Is the Fallujah-based ISIL force, which could be a source for those bombings, really an exception to recent history of Iraqi ISIL's poor morale or are the Iraqi forces being overly cautious to avoid casualties?

I suppose this victory opens up the possibility that a Jordanian mechanized brigade could be brought in to help on the drive north to Mosul.

Ever since ISIL burned a Jordanian pilot alive, Jordan seemed like they wanted to hit back hard. So far Jordan hasn't really done much more than bomb a bit.

Could that change? Will the Jordan Front change to the Jordanian Expeditionary Force?

UPDATE: The Iraqis have set their sights on Fallujah:

Iraqi forces are heading to Fallujah to launch a long-awaited operation to retake the city from the Islamic State jihadist group, the prime minister's spokesman announced on Sunday.
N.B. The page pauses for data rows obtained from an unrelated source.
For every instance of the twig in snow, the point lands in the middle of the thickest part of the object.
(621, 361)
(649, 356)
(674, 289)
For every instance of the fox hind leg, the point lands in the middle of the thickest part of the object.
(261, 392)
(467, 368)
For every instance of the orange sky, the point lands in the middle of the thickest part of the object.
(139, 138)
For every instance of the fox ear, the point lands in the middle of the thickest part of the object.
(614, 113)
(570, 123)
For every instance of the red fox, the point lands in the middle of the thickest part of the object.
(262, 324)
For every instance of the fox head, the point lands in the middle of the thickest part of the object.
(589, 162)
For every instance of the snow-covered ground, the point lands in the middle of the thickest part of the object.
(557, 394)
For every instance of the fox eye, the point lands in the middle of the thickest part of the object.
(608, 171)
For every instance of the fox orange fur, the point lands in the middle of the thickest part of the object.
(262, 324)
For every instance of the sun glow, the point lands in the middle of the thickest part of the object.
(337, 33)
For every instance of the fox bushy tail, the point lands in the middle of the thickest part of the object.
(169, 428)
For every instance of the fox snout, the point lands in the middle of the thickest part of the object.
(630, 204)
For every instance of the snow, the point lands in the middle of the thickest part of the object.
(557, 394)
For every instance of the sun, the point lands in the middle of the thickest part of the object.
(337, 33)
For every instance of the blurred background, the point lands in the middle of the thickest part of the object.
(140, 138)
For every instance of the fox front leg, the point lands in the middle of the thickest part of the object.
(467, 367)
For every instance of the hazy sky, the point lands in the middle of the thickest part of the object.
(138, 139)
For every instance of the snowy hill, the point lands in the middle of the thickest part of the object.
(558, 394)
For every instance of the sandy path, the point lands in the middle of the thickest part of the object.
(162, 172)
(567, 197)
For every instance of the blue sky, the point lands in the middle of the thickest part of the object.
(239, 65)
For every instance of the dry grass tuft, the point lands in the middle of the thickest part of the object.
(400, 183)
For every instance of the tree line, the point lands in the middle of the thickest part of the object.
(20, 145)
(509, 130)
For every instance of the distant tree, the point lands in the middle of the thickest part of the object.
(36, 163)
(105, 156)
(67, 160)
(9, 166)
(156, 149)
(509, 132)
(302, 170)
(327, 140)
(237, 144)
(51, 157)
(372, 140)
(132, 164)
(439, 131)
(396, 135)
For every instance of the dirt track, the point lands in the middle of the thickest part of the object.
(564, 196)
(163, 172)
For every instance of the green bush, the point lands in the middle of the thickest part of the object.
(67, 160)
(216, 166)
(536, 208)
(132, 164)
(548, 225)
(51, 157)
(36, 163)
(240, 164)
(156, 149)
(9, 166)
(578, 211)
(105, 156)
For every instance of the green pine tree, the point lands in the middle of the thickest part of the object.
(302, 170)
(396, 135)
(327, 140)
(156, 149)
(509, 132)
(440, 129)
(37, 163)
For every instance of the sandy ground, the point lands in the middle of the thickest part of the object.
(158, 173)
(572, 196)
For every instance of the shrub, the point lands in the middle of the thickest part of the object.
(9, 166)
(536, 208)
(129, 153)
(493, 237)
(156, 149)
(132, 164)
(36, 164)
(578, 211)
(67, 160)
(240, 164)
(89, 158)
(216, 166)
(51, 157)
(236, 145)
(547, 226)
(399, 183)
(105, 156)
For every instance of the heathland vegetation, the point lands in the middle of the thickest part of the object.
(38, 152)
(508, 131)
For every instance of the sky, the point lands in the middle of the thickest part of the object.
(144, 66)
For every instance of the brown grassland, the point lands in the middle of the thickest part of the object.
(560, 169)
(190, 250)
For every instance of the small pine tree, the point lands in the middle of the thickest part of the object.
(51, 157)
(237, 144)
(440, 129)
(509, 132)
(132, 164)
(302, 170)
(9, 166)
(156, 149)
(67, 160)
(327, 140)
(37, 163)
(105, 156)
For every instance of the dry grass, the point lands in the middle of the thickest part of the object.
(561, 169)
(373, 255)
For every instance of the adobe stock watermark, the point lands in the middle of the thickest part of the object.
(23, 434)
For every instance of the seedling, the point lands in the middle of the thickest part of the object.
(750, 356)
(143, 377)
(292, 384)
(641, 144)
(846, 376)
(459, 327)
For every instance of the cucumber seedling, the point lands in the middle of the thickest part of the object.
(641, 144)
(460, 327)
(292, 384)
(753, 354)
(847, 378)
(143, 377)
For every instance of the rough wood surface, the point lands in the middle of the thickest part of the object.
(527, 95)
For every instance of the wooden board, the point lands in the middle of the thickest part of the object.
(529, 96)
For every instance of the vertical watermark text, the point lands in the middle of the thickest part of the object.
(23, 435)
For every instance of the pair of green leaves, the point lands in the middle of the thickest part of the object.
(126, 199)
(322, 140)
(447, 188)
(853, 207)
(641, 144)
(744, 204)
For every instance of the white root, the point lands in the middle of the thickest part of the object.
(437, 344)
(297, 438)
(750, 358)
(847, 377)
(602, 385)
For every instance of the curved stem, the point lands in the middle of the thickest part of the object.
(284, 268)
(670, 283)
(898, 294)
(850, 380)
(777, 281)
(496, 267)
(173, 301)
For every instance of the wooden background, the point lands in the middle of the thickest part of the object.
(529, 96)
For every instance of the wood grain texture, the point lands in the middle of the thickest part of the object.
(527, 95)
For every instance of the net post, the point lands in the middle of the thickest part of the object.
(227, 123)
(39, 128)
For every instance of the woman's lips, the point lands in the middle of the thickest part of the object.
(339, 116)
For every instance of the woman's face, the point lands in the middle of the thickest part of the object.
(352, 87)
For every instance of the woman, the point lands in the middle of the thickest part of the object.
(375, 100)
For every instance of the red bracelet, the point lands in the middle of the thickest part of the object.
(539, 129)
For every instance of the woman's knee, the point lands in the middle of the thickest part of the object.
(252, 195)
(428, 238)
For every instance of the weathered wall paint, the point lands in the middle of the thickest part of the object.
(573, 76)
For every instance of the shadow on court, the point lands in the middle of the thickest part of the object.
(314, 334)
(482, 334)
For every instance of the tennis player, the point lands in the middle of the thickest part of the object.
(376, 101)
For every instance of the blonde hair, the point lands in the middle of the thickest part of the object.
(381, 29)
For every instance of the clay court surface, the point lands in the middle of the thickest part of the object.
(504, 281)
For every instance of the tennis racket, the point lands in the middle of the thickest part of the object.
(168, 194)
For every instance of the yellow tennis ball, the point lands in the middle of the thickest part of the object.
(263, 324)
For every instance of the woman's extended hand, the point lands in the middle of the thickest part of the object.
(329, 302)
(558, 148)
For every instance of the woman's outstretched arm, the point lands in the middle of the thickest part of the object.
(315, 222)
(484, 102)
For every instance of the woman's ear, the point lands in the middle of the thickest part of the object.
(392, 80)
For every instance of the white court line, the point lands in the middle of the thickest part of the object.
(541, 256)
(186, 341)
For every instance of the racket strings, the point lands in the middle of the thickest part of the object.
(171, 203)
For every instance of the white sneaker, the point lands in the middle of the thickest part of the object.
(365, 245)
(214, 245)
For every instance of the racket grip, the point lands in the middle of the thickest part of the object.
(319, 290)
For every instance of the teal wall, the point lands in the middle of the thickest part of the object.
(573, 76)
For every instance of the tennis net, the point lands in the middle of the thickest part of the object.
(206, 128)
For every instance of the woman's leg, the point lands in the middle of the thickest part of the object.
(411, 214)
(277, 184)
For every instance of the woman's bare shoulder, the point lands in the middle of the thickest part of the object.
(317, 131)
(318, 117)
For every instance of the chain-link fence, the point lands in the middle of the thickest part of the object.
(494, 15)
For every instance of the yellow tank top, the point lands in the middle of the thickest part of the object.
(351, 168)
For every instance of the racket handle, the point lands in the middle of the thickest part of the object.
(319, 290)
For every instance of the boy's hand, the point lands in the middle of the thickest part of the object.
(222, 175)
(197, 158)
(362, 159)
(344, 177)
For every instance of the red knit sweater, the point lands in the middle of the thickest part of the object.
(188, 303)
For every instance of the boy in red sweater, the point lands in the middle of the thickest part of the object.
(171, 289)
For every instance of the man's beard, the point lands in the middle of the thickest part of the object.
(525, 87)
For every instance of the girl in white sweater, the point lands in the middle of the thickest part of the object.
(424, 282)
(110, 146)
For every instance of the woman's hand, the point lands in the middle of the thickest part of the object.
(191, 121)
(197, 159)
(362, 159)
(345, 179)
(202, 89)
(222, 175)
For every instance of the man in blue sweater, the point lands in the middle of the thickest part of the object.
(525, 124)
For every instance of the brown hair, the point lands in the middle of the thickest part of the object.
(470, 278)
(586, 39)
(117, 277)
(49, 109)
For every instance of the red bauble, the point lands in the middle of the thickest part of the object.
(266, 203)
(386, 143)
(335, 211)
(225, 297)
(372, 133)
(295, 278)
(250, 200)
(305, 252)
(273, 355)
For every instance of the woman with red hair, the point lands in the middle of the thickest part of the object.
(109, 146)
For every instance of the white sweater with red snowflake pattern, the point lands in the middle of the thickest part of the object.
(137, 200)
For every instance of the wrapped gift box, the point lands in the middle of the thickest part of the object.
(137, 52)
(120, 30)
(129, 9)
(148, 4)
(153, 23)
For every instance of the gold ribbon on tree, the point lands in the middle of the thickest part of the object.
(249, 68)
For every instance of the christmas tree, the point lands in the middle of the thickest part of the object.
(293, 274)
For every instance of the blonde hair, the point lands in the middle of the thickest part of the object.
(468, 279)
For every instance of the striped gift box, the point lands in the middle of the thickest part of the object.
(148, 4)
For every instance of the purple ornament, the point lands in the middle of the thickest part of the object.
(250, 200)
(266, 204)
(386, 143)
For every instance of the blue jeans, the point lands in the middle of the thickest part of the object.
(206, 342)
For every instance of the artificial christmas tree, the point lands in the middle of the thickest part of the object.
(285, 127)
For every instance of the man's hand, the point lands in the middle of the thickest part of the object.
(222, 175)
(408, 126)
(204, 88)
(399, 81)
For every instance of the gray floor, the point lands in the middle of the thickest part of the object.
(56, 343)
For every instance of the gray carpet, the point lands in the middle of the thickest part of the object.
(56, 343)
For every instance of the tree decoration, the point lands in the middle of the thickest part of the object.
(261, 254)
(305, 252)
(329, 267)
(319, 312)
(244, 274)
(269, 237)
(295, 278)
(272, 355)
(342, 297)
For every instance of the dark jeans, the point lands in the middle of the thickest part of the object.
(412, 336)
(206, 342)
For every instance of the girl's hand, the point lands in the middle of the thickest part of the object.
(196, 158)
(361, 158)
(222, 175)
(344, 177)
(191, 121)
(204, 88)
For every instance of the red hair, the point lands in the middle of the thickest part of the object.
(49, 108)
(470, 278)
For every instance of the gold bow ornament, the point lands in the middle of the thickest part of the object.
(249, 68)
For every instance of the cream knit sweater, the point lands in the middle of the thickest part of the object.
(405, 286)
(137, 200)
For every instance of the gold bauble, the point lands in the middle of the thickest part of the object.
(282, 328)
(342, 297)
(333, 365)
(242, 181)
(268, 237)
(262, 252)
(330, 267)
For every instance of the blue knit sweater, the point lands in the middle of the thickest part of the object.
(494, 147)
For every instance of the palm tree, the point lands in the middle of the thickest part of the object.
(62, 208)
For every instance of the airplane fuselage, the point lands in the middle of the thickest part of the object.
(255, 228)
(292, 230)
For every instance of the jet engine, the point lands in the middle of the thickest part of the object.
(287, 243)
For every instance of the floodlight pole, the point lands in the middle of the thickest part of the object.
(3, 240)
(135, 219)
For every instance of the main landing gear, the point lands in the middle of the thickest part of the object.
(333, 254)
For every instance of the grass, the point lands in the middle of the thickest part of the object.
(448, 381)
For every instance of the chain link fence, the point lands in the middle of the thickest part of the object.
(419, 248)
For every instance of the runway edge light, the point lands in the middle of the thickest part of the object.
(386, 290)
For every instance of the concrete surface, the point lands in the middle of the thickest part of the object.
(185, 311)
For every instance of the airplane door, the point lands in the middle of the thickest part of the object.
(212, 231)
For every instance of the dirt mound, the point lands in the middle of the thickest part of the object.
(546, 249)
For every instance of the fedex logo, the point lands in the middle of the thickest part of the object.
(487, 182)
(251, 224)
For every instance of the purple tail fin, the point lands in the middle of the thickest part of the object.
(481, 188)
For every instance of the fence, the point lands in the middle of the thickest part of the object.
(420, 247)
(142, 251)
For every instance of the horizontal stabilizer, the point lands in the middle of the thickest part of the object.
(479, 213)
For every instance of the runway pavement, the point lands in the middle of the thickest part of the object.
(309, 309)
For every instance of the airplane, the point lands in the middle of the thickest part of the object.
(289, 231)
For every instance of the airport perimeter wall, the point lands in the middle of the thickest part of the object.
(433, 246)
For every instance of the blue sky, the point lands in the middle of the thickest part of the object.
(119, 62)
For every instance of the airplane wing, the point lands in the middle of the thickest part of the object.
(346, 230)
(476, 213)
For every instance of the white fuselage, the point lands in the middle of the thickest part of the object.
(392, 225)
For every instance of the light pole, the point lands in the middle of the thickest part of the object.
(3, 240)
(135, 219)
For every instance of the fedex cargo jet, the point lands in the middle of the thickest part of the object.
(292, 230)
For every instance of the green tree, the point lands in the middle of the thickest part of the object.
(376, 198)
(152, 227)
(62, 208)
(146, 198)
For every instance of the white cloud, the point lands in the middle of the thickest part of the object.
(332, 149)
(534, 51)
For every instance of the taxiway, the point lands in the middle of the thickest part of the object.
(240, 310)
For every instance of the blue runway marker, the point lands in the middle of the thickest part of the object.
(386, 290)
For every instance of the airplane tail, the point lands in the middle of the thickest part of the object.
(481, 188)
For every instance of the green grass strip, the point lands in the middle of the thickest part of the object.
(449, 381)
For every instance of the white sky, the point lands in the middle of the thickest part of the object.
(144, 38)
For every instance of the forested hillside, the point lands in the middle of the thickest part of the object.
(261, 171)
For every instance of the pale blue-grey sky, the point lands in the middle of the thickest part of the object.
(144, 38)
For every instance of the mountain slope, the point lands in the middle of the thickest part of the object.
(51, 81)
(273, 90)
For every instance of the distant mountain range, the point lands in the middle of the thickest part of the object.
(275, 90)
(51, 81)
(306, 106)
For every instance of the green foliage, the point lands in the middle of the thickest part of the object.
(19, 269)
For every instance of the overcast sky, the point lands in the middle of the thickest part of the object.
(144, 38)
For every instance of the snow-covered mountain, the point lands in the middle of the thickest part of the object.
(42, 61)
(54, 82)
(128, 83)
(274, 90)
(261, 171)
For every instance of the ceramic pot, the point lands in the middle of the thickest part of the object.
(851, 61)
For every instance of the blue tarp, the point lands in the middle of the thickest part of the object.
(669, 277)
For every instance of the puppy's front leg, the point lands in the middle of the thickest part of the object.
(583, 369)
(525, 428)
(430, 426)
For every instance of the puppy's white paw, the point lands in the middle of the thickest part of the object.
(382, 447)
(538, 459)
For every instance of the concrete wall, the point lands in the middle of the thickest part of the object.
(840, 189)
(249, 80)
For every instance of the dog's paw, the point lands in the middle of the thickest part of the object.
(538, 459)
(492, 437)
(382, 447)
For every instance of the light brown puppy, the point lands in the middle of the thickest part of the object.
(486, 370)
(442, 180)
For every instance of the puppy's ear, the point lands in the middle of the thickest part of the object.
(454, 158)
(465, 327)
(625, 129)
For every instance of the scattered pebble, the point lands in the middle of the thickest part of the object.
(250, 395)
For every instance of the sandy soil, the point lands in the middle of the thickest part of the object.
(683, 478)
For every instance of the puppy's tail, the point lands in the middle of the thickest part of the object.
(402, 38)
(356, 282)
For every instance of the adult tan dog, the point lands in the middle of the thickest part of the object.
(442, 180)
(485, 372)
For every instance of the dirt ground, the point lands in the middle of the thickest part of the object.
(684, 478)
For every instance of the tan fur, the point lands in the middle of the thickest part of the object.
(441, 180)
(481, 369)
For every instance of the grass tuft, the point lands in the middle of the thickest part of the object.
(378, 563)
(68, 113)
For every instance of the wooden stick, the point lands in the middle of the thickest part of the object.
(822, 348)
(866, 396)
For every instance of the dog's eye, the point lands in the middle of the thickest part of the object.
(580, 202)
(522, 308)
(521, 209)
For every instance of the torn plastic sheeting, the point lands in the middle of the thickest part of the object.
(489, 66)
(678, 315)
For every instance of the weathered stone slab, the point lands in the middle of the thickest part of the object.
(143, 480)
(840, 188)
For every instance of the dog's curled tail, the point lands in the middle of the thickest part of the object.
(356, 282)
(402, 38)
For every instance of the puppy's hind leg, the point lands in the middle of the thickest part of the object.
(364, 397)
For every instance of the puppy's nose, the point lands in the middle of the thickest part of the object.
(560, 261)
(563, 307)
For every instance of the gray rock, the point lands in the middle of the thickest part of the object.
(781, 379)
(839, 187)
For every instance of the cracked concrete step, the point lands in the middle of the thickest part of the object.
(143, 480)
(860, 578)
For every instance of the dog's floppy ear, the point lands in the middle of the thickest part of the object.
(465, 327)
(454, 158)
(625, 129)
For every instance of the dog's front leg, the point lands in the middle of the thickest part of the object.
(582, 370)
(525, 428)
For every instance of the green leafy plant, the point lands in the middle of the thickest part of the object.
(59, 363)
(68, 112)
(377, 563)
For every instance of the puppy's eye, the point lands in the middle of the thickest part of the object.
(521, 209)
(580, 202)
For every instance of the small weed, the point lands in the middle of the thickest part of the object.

Good. All along I've said Anbar should be the priority before beginning an assault on Mosul.

UPDATE: Here we go:

The Iraqi army, counterterrorism forces, police, tribal fighters and Shiite militias were taking part in the operation, according to the military.

Eissa al-Issawi, the exiled mayor of Fallujah, said Islamic State militants were retreating from the outskirts to the center of the city Sunday as the operation drew nearer.

Once again the CTF is involved. Are there no other Iraqi units capable of leading an offensive?

Of course, the entire CTF isn't necessarily involved. And we could have expanded the CTF since we sent trainers in 2014.

For that matter, there could be regular Iraqi army units capable of mobile warfare that we are holding out of the fight in order to keep them fresh for the Mosul offensive.

I have serious doubts that the liberation of Mosul really has to wait until 2017.

UPDATE: Well I'll be, there was a Jordan front (note on May 19):

In the east [the west part of Iraq] Iraqi and Jordanian forces launched a joint operation to clear ISIL forces from the area where the borders of Iraq, Syria and Jordan meet. Iraq is now back in control of the main border crossings in this area.

It was way less significant and timely than it could have been. But there it is.